With Zielinski and his colleagues the first to provide the scientific basis for the concept of fetal pain, Dr. Kanwaljeet Anand of the University of Arkansas Medical Center has provided further research to substantiate their work.
“The neural pathways are present for pain to be experienced quite early by unborn babies,” explains Steven Calvin, M.D., perinatologist, chair of the Program in Human Rights Medicine, University of Minnesota, where he teaches obstetrics.
Dr. Colleen A. Malloy, Assistant Professor, Division of Neonatology at Northwestern University in her testimony before the House Judiciary Committee in May 2012 said, “[w]hen we speak of infants at 22 weeks LMP [Note: this is 20 weeks post fertilization], for example, we no longer have to rely solely on inferences or ultrasound imagery, because such premature patients are kicking, moving, reacting, and developing right before our eyes in the Neonatal Intensive Care Unit.”

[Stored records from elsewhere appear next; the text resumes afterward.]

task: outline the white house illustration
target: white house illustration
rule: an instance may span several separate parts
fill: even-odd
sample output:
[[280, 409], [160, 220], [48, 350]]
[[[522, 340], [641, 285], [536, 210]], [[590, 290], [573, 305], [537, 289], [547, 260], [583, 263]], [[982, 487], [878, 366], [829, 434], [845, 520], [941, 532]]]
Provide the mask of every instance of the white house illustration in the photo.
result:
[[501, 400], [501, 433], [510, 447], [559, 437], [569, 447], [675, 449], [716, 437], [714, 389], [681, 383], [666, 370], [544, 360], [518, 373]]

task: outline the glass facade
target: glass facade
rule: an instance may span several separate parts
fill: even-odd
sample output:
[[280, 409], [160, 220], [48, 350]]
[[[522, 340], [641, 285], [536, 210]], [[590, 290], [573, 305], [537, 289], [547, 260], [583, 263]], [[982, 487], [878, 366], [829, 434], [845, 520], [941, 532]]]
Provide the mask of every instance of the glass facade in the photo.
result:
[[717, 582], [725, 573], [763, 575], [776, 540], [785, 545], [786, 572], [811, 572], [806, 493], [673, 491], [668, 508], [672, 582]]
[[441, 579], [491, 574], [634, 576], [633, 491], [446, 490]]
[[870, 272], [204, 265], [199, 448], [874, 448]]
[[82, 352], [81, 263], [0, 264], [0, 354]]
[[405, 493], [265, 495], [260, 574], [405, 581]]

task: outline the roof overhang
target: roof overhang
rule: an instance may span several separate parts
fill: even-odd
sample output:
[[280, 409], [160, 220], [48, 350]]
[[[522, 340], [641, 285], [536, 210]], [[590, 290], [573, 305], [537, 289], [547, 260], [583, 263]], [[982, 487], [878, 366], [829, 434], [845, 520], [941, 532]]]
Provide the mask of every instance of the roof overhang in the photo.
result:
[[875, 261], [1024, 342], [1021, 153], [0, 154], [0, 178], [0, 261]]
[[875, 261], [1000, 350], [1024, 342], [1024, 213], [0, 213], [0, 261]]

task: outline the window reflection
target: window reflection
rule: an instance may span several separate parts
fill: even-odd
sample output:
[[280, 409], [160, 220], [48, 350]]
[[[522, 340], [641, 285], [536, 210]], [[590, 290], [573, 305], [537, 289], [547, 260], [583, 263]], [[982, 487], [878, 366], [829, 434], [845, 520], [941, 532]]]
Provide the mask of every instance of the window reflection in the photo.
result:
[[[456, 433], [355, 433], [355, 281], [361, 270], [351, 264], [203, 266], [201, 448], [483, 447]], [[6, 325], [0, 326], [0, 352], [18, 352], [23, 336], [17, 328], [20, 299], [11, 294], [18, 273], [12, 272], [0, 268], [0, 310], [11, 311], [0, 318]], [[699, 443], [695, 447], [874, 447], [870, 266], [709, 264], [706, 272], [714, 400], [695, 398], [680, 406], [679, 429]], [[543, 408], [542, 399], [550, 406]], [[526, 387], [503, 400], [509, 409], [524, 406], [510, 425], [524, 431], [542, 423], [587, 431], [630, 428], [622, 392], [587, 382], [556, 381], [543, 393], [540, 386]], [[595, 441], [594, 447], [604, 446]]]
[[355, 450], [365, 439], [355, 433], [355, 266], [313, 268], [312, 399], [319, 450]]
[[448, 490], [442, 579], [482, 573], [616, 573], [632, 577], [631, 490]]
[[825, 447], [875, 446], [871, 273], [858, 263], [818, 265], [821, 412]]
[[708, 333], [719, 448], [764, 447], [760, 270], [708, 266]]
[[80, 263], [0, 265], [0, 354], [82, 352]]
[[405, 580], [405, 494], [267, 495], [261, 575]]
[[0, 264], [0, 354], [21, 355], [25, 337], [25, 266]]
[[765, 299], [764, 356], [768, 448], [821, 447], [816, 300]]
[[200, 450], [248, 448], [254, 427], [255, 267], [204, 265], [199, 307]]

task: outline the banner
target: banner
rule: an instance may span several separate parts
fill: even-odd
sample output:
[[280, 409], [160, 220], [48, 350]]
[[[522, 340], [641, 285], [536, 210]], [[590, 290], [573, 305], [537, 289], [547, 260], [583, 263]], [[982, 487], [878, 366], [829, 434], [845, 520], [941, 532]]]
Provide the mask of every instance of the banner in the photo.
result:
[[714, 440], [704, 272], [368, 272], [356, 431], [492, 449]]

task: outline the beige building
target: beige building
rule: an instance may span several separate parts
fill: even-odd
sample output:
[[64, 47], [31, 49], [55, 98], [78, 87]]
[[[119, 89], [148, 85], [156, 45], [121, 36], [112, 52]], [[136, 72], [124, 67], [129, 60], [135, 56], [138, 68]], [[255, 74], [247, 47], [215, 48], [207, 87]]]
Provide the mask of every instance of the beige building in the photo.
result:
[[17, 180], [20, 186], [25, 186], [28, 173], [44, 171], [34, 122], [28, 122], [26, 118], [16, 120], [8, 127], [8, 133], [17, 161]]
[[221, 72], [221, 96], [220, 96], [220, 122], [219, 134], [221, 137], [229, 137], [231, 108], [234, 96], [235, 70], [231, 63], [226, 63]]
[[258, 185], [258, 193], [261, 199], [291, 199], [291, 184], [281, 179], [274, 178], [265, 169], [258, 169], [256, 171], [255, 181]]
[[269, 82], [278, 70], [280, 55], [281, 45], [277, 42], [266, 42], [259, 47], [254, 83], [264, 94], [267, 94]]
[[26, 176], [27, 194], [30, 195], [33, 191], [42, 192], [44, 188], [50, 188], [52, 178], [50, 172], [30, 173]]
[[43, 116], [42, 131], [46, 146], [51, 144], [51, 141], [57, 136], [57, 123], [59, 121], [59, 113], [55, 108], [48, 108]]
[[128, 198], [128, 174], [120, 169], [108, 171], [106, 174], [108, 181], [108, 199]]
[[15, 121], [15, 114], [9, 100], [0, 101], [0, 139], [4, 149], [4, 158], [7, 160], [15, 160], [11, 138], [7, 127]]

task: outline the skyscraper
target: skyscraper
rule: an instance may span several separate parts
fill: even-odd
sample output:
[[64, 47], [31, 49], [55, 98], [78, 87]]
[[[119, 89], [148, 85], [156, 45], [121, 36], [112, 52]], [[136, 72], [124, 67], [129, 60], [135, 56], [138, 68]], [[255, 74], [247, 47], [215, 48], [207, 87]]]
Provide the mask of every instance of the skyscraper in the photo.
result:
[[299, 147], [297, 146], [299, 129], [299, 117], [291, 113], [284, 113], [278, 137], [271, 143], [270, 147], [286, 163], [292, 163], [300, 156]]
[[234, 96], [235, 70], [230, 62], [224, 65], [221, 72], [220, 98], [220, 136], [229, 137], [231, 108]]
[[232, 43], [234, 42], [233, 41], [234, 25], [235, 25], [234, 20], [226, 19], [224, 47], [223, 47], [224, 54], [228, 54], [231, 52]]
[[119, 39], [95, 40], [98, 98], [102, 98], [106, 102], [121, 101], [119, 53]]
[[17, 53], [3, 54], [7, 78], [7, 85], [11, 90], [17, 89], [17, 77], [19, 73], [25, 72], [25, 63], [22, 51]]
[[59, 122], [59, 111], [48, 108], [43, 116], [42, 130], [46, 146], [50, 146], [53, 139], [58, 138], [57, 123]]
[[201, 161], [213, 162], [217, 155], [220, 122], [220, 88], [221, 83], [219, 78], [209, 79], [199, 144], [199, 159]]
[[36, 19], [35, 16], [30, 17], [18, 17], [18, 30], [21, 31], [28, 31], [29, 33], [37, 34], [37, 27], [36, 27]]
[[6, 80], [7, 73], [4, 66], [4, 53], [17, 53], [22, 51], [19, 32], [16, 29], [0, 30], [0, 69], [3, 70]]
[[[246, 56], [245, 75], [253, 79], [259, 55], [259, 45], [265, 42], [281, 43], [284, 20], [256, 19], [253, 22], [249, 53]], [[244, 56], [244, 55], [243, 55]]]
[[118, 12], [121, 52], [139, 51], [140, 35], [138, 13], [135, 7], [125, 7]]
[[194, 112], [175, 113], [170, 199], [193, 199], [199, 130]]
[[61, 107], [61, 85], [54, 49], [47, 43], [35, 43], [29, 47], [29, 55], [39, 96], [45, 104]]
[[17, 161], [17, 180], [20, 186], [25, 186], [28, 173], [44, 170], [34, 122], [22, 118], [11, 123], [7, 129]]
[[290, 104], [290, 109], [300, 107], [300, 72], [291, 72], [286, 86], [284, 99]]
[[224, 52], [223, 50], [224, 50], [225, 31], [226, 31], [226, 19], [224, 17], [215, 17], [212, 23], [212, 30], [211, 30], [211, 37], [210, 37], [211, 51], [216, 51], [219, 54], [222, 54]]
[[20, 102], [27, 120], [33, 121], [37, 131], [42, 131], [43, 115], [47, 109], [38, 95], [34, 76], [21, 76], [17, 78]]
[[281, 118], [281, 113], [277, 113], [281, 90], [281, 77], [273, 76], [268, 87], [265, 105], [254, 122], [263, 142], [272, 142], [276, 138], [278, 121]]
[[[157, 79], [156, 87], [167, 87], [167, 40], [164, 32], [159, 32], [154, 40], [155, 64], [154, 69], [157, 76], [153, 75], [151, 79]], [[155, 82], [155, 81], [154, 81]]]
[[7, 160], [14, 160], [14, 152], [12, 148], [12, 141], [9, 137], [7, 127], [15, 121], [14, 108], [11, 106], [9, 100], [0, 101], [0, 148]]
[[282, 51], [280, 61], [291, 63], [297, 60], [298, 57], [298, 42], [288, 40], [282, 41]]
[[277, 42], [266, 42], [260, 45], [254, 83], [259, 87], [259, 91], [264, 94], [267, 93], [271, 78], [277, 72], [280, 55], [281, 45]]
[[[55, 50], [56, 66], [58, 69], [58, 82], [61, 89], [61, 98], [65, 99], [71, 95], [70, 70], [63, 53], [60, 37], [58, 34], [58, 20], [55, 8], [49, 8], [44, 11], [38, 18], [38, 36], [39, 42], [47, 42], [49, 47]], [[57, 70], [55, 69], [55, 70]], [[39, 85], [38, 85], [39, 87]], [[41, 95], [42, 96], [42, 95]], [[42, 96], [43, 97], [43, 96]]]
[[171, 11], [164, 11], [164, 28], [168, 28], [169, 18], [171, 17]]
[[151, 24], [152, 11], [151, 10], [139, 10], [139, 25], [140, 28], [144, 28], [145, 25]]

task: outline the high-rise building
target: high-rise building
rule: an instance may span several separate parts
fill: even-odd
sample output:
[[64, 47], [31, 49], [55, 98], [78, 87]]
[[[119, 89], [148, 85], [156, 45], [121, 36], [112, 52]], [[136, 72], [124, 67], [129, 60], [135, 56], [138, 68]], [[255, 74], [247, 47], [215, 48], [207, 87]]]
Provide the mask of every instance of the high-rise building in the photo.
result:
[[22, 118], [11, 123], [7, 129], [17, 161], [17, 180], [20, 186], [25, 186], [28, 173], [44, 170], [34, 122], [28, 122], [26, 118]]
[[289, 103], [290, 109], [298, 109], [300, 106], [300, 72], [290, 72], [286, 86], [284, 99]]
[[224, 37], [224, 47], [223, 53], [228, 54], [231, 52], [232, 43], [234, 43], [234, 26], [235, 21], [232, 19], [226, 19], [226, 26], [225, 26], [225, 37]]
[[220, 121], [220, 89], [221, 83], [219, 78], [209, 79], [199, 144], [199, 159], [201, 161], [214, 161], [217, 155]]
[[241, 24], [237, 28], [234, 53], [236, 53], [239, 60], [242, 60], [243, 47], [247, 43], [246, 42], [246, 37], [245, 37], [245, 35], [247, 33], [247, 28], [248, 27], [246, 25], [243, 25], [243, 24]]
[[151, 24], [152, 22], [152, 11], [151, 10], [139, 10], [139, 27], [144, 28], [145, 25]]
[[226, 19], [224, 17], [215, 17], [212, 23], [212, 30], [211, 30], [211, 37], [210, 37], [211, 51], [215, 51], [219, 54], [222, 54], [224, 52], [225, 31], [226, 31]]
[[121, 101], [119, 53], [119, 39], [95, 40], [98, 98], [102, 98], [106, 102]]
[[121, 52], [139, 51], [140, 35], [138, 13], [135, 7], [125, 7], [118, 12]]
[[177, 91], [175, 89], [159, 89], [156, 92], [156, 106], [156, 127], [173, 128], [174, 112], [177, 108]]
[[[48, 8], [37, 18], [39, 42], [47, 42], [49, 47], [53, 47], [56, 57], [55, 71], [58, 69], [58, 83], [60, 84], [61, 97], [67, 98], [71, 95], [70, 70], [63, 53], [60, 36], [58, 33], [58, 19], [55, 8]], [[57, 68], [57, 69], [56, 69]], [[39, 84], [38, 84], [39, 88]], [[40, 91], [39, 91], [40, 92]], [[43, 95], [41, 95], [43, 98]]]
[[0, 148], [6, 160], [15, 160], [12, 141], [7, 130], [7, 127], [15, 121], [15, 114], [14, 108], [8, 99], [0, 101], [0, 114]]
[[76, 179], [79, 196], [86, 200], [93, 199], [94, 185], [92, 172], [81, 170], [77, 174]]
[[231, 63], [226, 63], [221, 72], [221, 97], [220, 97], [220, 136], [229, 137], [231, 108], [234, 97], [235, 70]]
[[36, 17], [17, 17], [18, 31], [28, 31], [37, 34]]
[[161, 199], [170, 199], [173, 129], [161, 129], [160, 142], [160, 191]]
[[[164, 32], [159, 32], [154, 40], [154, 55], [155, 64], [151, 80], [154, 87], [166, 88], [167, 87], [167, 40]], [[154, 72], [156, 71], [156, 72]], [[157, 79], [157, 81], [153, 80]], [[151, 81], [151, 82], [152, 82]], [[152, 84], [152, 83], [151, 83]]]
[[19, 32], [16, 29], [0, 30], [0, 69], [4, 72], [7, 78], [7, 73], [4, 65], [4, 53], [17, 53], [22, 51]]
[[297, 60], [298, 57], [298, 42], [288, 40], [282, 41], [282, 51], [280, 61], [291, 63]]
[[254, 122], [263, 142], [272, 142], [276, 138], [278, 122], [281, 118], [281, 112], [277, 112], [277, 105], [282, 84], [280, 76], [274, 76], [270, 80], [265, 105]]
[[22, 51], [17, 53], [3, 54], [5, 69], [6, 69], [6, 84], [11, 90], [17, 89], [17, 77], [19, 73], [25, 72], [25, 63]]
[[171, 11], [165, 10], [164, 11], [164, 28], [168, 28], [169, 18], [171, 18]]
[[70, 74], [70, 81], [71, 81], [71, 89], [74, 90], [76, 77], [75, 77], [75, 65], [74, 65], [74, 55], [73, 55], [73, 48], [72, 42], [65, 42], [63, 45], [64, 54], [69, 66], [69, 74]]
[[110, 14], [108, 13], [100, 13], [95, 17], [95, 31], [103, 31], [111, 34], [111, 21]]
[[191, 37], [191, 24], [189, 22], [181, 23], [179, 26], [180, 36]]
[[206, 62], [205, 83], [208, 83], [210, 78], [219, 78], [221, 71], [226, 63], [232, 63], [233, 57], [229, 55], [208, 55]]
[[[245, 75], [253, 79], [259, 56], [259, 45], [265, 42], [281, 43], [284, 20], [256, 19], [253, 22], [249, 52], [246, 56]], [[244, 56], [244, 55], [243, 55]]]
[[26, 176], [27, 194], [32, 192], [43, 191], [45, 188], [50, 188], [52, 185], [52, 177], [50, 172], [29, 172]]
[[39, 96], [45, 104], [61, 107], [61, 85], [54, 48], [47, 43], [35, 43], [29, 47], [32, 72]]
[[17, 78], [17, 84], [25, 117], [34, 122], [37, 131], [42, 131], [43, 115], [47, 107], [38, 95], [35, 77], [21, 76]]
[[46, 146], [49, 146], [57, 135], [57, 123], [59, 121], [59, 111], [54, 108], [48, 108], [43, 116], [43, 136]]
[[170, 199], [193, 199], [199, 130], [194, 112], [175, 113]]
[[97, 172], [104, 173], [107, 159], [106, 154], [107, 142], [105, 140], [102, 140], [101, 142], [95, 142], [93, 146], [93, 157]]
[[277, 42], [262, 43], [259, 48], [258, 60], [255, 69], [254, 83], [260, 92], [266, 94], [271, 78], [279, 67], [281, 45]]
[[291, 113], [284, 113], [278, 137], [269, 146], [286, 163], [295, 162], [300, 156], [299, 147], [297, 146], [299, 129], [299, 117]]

“In today’s medical arena, we resuscitate patients at this age and are able to witness their ex-utero growth and development. Medical advancement and technology have enabled us to improve our ability to care for these infants…In fact, standard of care for neonatal intensive care units requires attention to and treatment of neonatal pain,” Dr. Malloy testified. She continued, “[t]hus, the difference between fetal and neonatal pain is simply the locale in which the pain occurs. The receiver’s experience of the pain is the same. I could never imagine subjecting my tiny patients to horrific procedures such as those that involve limb detachment or cardiac injection.”
Dr. Maureen Condic, who is Associate Professor of Neurobiology and Adjunct Professor of Pediatrics at the University of Utah School of Medicine, has testified that the unborn child is capable of reacting to pain as early as 8-10 weeks. This is when most abortions in America take place.